Originally Posted by Markus Hanke
I don't know what Gauss's original proof was; I would simply parallel-transport a tangent vector around a small enough, closed path on the surface in question - if the transported vector is the same as the original vector after going around the loop, then the surface is flat on that patch, and is hence isomorphic to a flat plane. If not, then not. To make it even simpler than that, I would ask myself whether or not the covariant derivatives of a tangent vector taken in each direction commute or not; the "proof" then essentially becomes a one-liner :)

Gauss was the originator of differential geometry, and therefore tensor calculus originated with Gauss.

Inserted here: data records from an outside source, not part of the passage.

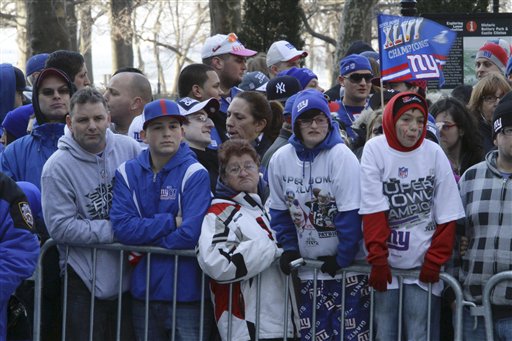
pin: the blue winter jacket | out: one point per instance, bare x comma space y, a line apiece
19, 247
166, 210
8, 89
23, 160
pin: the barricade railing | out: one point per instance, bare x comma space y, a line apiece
362, 268
122, 249
365, 268
148, 251
487, 302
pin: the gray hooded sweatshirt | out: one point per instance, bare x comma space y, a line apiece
76, 191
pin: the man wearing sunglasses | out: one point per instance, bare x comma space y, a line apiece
23, 159
355, 77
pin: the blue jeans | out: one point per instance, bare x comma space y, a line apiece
414, 314
105, 313
502, 328
328, 309
188, 317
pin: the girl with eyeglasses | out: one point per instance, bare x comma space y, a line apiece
460, 137
237, 248
484, 99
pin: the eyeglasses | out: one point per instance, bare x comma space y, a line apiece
235, 170
491, 99
357, 77
320, 120
445, 126
507, 131
48, 92
200, 118
230, 38
377, 131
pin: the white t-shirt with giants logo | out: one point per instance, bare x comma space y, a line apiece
417, 190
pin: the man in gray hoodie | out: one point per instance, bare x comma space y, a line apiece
76, 198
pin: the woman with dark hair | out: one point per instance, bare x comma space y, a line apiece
460, 138
250, 118
237, 248
484, 99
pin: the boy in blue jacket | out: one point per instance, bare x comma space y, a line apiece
19, 246
160, 199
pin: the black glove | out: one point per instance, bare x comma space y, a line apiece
330, 265
286, 258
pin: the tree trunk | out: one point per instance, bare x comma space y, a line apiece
86, 22
356, 24
72, 24
121, 33
225, 16
21, 37
161, 86
47, 26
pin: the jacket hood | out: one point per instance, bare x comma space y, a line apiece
306, 154
8, 86
41, 119
182, 155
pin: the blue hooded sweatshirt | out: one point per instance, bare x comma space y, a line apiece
8, 89
19, 246
23, 160
166, 210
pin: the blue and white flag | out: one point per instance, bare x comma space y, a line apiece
412, 48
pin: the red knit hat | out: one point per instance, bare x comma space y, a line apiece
497, 51
398, 105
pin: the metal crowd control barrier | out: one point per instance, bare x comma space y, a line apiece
486, 300
364, 268
123, 249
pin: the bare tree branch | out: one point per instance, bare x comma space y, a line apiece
167, 46
310, 30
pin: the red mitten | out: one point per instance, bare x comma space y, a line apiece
429, 272
380, 277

Gauss showed that the curvature of a surface could be derived from the intrinsic properties of the surface without reference to the external three-dimensional space.
• December 14th, 2013, 05:41 AM
Sealeaf
"Suppose that there exists a way to cut a sphere such that it can be laid flat on a plane, and that all straight lines remain straight lines, and all areas, lengths, and angles remain the same. We are also going to
assume that the flattened map can be folded back up into a sphere also" That is a pretty exact statement of what can't be done.
• December 14th, 2013, 04:46 PM
GiantEvil
Quote:

Originally Posted by KJW
Quote:

Originally Posted by Markus Hanke
I don't know what Gauss's original proof was; I would simply parallel-transport a tangent vector around a small enough, closed path on the surface in question - if the transported vector is the same as the original vector after going around the loop, then the surface is flat on that patch, and is hence isomorphic to a flat plane. If not, then not. To make it even simpler than that, I would ask myself whether or not the covariant derivatives of a tangent vector taken in each direction commute or not; the "proof" then essentially becomes a one-liner :)

Gauss was the originator of differential geometry, and therefore tensor calculus originated with Gauss. Gauss showed that the curvature of a surface could be derived from the intrinsic properties of the surface without reference to the external three-dimensional space.

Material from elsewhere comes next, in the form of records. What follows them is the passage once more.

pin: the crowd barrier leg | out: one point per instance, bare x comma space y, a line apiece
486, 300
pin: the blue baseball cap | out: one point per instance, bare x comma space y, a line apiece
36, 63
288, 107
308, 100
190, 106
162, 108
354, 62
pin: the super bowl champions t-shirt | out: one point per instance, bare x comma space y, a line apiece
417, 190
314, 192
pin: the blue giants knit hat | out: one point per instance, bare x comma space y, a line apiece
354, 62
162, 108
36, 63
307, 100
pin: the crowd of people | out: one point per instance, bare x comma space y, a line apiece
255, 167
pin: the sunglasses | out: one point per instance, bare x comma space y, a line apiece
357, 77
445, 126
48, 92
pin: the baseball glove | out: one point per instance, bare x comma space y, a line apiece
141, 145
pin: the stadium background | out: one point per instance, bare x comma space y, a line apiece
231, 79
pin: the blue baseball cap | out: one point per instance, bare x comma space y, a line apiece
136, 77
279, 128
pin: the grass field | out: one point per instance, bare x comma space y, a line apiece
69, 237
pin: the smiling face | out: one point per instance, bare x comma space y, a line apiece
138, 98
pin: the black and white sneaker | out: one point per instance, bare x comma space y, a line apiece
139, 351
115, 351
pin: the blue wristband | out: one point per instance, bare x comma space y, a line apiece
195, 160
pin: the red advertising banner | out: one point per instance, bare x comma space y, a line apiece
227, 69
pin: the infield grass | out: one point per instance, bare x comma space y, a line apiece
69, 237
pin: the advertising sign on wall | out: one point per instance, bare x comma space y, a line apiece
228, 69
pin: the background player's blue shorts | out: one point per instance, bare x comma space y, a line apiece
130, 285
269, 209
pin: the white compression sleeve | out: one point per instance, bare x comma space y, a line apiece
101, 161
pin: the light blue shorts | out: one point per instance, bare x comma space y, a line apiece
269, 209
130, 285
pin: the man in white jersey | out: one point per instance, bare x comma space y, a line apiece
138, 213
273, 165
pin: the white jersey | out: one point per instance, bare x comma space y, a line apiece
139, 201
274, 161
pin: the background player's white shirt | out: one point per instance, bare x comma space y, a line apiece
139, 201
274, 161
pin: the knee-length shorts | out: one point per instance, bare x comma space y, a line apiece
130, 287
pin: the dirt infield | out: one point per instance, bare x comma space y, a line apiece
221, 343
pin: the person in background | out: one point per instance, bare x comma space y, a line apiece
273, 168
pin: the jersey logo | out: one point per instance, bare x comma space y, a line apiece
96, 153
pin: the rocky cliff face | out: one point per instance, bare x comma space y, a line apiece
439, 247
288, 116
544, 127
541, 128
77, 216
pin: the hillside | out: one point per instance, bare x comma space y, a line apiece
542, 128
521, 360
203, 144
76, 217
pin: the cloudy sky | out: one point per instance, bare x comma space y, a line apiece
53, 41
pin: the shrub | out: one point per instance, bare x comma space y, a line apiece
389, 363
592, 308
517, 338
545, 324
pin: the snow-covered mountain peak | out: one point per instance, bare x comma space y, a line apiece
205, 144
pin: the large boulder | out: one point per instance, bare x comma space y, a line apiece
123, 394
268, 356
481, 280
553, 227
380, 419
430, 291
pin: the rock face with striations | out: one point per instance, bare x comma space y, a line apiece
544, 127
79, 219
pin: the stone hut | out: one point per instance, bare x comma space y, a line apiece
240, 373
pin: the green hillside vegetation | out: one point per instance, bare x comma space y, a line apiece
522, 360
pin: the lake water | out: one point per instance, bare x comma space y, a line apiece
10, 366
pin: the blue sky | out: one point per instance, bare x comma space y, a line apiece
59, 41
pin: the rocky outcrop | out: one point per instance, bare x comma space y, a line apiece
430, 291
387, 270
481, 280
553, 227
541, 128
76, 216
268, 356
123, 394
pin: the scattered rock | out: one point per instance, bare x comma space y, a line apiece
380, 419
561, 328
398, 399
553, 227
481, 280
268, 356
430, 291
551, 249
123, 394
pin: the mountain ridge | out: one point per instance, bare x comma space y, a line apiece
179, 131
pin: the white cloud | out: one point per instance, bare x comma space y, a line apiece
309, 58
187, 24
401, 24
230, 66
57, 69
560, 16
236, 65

If we assume an infinite S^2 surface, then any arbitrary finite interval of coordinates would show a flat topology?
• December 14th, 2013, 05:38 PM
KJW
Quote:

Originally Posted by GiantEvil
Quote:

Originally Posted by KJW
Gauss was the originator of differential geometry, and therefore tensor calculus originated with Gauss. Gauss showed that the curvature of a surface could be derived from the intrinsic properties of the surface without reference to the external three-dimensional space.

If we assume an infinite S^2 surface, then any arbitrary finite interval of coordinates would show a flat topology?

I should remark at the outset that Gauss's Theorema Egregium (which this thread is about) is not the same as the Gauss-Bonnet theorem (which pertains to topology). When it comes to the surface integral of the curvature, which is invariant to continuous deformations of the interior region, and therefore a topological invariant, what happens at the boundary is an important consideration. Thus, if we have a topologically flat surface, for which the integral of the curvature over the entire surface is zero, the integral over a finite area of the surface need not be zero. It should be clear that if we remove a small area from a sphere, the integral of the curvature over the remaining part of the sphere will not be zero, and therefore that part of the sphere cannot be continuously deformed to a flat surface. The obstruction to this is the neighbourhood of the boundary of the removed region.
• December 14th, 2013, 09:50 PM
RedPanda
Quote:

Originally Posted by anticorncob28
Suppose that there exists a way to cut a sphere such that it can be laid flat on a plane, and that all straight lines remain straight lines, and all areas, lengths, and angles remain the same.

And if that sphere was a knitted kitten, it would make a very cosy pet.